En el evangelio de este domingo, volvimos a contemplar a Jesús quien, viendo a la muchedumbre, se compadece de esos hombres y mujeres que se ven extenuados y abandonados, «como ovejas que no tienen pastor». Entonces dice a sus discípulos, la recordada frase: «La mies es abundante, pero los trabajadores son pocos; rueguen al Señor de la mies que mande trabajadores a su mies».

Recordemos que se llama mies a los campos de cereales, generalmente trigo o cebada, que ya han madurado, tienen sus espigas listas para ser cosechadas. Entonces Jesús utiliza este símbolo para decir que hay mucha gente ansiosa de escuchar un mensaje espiritual, pero no lo reciben, porque no hay quien se los acerque y se produzca una cosecha fecunda. Esta reflexión de Jesús y esta recomendación de orar por más trabajadores en la mies, escuchada desde nuestra realidad actual, nos permite descubrir que no solo se trata del número de trabajadores sino también de la necesaria conciencia crítica para trabajar la mies hoy. Porque tal como nos lo recordaba Antonio Banderas, “así como lo hizo el propio Cristo, el artista, y el pastor, podemos agregar, debe actuar con valentía y no abandonar el ser instancia critica a la sociedad, al propio arte, y a la propia religión”.

Los actuales trabajadores de la mies y todos los discípulos de Jesús, necesitamos reflexionar con rigor acerca de los cambios profundos que necesitamos como Iglesia, No se trata solo de un asunto de la jerarquía. Es un asunto que atraviesa la Iglesia desde la cúspide hasta el último católico. Todos necesitamos reflexionar que no habrá cambio alguno si no hacemos espacio a una nueva epistemología, que renueve el encuentro con la revelación y la tradición sagrada; a una nueva antropología, que renueve la concepción de las encarnaciones de lo humano; a una nueva exégesis que renueve la comprensión de qué es lo sagrado de la Palabra; a una nueva teología moral que hable más de la fuerza de la gracia y de la necesidad radical de redención en lugar de imperativos morales; a una nueva forma de entender el gobierno y la organización eclesial que le dé espacio a una comunión incluyente y universal. Todo ello, para que el diálogo entre el misterio y la experiencia humana deje de ser una abstracción intemporal, fija y dogmática, y “la fe resulte intelectualmente significativa y culturalmente vivible y practicable”, como propone el teólogo Andrés Torres Queiruga.

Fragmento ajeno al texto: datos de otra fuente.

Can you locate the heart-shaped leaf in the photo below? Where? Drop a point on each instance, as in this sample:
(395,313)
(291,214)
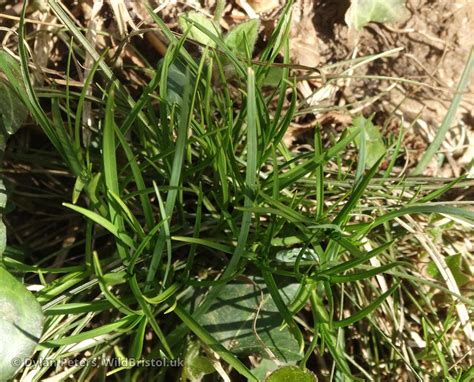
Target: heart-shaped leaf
(21,324)
(362,12)
(189,20)
(290,374)
(242,36)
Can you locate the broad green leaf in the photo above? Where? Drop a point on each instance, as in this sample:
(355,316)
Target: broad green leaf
(291,374)
(291,255)
(373,144)
(242,36)
(188,20)
(265,367)
(231,317)
(362,12)
(454,263)
(21,324)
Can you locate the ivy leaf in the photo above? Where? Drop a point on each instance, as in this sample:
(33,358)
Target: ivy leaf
(243,36)
(189,19)
(231,318)
(362,12)
(21,324)
(291,373)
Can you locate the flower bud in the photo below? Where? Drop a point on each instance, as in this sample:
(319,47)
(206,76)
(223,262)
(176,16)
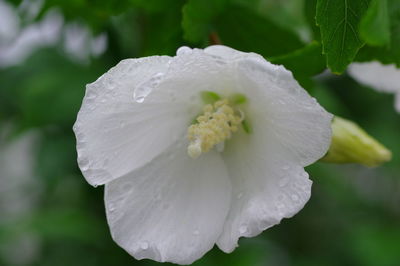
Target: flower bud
(351,144)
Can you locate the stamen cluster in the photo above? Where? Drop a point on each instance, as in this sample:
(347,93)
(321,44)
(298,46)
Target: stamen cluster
(215,125)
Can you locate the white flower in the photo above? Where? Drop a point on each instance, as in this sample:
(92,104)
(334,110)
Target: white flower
(174,187)
(384,78)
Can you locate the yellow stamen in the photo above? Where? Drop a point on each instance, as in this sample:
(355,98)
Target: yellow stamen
(215,125)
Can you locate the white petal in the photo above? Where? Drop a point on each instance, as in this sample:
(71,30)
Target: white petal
(290,131)
(288,117)
(264,192)
(226,52)
(172,210)
(381,77)
(115,134)
(397,102)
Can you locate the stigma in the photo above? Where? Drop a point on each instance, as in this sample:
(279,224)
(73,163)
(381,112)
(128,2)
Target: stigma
(215,125)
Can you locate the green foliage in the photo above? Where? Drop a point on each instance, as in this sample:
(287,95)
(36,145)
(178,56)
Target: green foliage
(390,53)
(238,26)
(304,62)
(197,17)
(338,21)
(359,206)
(375,25)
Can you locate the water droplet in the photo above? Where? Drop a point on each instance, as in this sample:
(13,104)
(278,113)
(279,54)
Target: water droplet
(304,175)
(295,197)
(140,93)
(106,161)
(143,90)
(111,207)
(127,187)
(283,182)
(280,206)
(83,164)
(243,229)
(144,245)
(183,50)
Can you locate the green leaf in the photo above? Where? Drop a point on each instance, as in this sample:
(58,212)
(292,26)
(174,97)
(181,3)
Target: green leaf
(338,21)
(391,53)
(197,18)
(304,63)
(310,11)
(246,30)
(375,25)
(153,5)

Todos y todas estamos invitados a ser parte de los trabajadores de la mies con que soñaba Jesús, para que nuestro culto a Dios implique una poetización la existencia humana, y poder reconocer en ella las huellas divinas que han quedado en el barro; para que las intuiciones del alma acerca de la verdad sean tan importantes como las conceptualizaciones racionales en las que tanto confiamos; para que nuestra práctica creyente reedite cotidianamente el sueño de Dios de que la humanidad sea una sola familia. ¡Amén!